The presence of preexisting DSA is a predictor of poor posttransplant outcomes.3,16-18 Several studies have also reported that DSA strength specifically correlates with AMR and graft loss,3,17-21 whereas others found no correlation.16 Although desensitization protocols permit acceptable graft survival in patients with preexisting DSA, few studies report prospective data regarding the efficacy and long-term durability of DSA removal with these protocols. Vo et al15 found DSA levels rebounded as early as 1 to 4 weeks posttransplant in 2 of 6 highly sensitized recipients who received IVIG plus placebo but did not rebound out to 12 months in 6 patients treated with IVIG and rituximab. Jackson et al22 also reported a reduction in the incidence and magnitude of HLA antibody rebound out to 12 months with rituximab induction but did not observe an effect on the rate of DSA persistence, AMR, or 5-year allograft survival compared with those desensitized without rituximab. In a study of 31 highly sensitized, waitlisted patients given high-dose IVIG days 1 and 30 and a single dose of rituximab on day 15, Lobashevsky et al23 demonstrated an initial reduction in MFI of greater than 50% but a significant rebound effect by 101 to 200 days for class II and 350 days for class I antibodies. Patients did not receive kidney transplants in this study so the durability of antibody removal may have been limited by the absence of subsequent immunosuppression. Using the protease inhibitor bortezomib, Guthoff et al24 reported that bortezomib alone did not result in a sustained reduction in DSA in sensitized patients awaiting transplant. In a series of living donor kidney transplants that developed dnDSA, Everly et al25 demonstrated complete DSA removal in 18 of 26 patients and a 50% reduction in DSA in an additional 7 recipients treated preemptively with bortezomib but 56% of the patients with a complete response relapsed after a median of 3.8 months. Finally, using bortezomib in combination with plasmapheresis and rituximab, Woodle et al26 recently reported antibody reductions in 86% of patients persisting up to 10 months.

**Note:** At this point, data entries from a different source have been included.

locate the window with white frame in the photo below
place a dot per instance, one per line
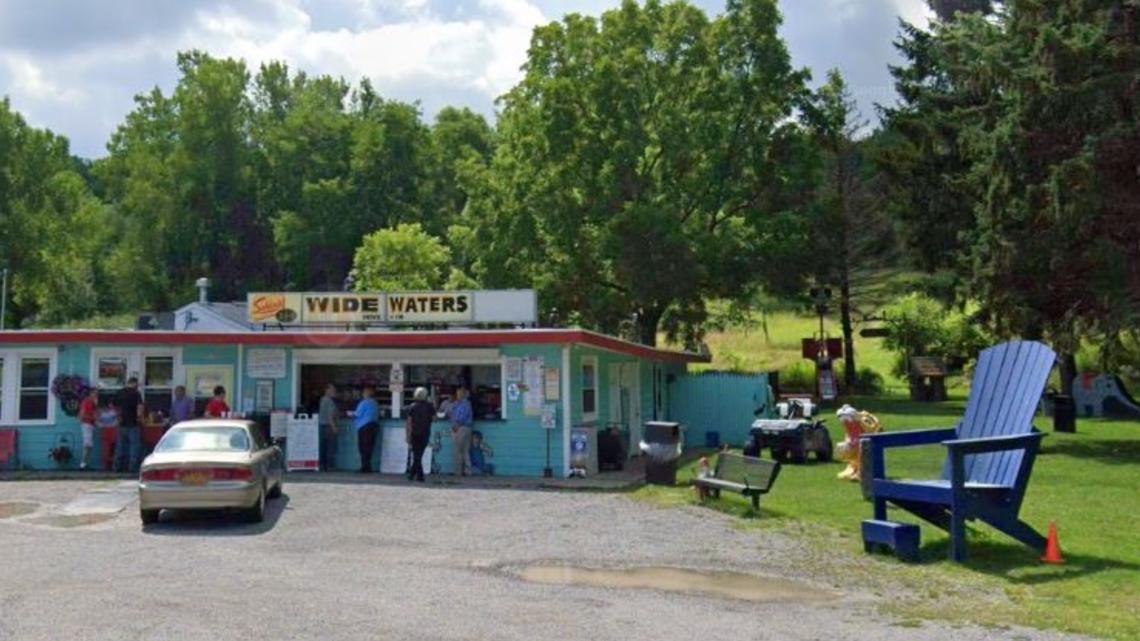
(34, 388)
(25, 386)
(157, 382)
(588, 389)
(155, 370)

We prospectively monitored preexisting DSA out to 3 years posttransplant after desensitization in living donor kidney transplant recipients. Eighteen of 29 patients (62%) had a complete response and an additional 9 (31%) had a partial response when tested at 1 month posttransplant. This reduction was clinically and statistically significant at each time point studied, and we did not find a significant rebound of DSA MFI levels over 36 months posttransplant. Our study is the first to report such a sustained, durable reduction in DSA in kidney transplant recipients prospectively followed up until 3 years after desensitization with IVIG and rituximab. Moreover, this durable reduction in DSA was observed whether we analyzed highest or mean DSA per patient or stratified whether class I or class II DSA. Although we do not have a control group who received IVIG alone, our data also support the earlier findings of Vo et al,15 suggesting that the addition of rituximab to IVIG prevents early DSA rebound after desensitization.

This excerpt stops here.